Read El violinista de Mauthausen Online
Authors: Andrés Domínguez Pérez
Tags: #Intriga, #Aventuras, #Romántico
—Pero el mundo cambia. Y va a cambiar mucho más a partir de ahora. Y esos aviones que el Führer detestaba dentro de muy poco serán el futuro. Más rápidos, más potentes, más manejables. Los aviones a reacción serán los que decidirán las guerras del mañana.
Anna se encogió de hombros.
—Como quieras. Pero yo no tengo tan claro eso de que Franz Müller pueda ayudaros. Y, aunque pudiera, estoy segura de que no lo haría de buen grado.
Bishop desdeñó su argumento con un giro rápido de cabeza. Luego señaló con la barbilla, detrás de ella, la ventana, o, mejor, lo que estaba al otro lado del cristal, el trozo de ciudad destruida que podía contemplarse.
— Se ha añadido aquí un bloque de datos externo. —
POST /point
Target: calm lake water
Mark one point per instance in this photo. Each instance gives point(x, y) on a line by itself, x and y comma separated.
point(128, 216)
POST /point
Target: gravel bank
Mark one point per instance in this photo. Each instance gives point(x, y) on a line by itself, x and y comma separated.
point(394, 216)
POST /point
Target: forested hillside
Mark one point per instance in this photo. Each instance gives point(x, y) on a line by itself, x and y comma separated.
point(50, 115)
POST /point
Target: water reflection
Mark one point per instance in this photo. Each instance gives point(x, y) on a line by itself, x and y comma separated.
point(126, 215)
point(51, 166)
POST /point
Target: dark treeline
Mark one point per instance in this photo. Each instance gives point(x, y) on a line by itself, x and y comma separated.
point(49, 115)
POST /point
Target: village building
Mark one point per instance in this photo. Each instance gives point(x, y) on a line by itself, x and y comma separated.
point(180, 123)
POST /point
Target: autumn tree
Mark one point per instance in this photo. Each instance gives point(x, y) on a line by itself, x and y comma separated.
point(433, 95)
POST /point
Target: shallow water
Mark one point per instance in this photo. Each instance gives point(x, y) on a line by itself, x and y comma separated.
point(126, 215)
—Franz Müller no está en situación de elegir, Anna. Ahora es un ingeniero aeronáutico especializado en aviones a reacción que se ha quedado sin trabajo. El futuro —enarcó las cejas Robert Bishop al decir esta palabra de nuevo—. No ha pertenecido a las SS; que sepamos hasta ahora, pero eso no le va a librar de tener que rendir cuentas o de pasarse una temporada con nosotros hasta que averigüemos en qué ha estado metido. Quién sabe. Lo más probable es que le hagamos una oferta de trabajo y se convierta en ciudadano estadounidense. Pero antes tenemos que encontrarlo.
—Y convencerlo de que colabore con vosotros.
—Colaborará, no te quepa duda.
Anna no quiso buscar a la frase otras interpretaciones más allá de lo que Bishop hubiera querido decir.
—Y, cuando tengas a Franz Müller, ¿me dejaréis en paz para siempre?
—Puedes estar segura de ello. Y te devolveremos a París con Rubén, eso te lo garantizo.
Anna tragó saliva al escuchar el nombre de Rubén. Se preguntó qué estaría haciendo ahora, dónde habría dormido, si dispondría del dinero suficiente para alimentarse siquiera.
—No sé dónde está Rubén. Y tampoco sé si querrá verme otra vez. Ten en cuenta que él tiene muchos motivos para odiarme, para no querer volver a estar conmigo.
—Si eso fuera cierto no creo que hubiera venido a Berlín a buscarte.
—Me gustaría que me ayudaras a encontrarlo.
Bishop se echó hacia atrás en el asiento. A Anna le dio la sensación de que el agente de la OSS al que habría querido matar hace un rato, hubiera sonreído en ese momento si supiera hacerlo. Le pareció que lo que dijo luego se lo dijo de verdad.
—Estaré encantado de poder ayudarte. Y también, si quieres, le explicaré a Rubén lo que hiciste por nosotros en París. Que si entablaste una relación con Franz Müller fue porque nosotros te forzamos a ello.
Anna bajó los ojos. Prefería no hablar de eso ahora. Aún no se había repuesto de su encuentro con Rubén, y todavía habría de encontrarse con Franz Müller.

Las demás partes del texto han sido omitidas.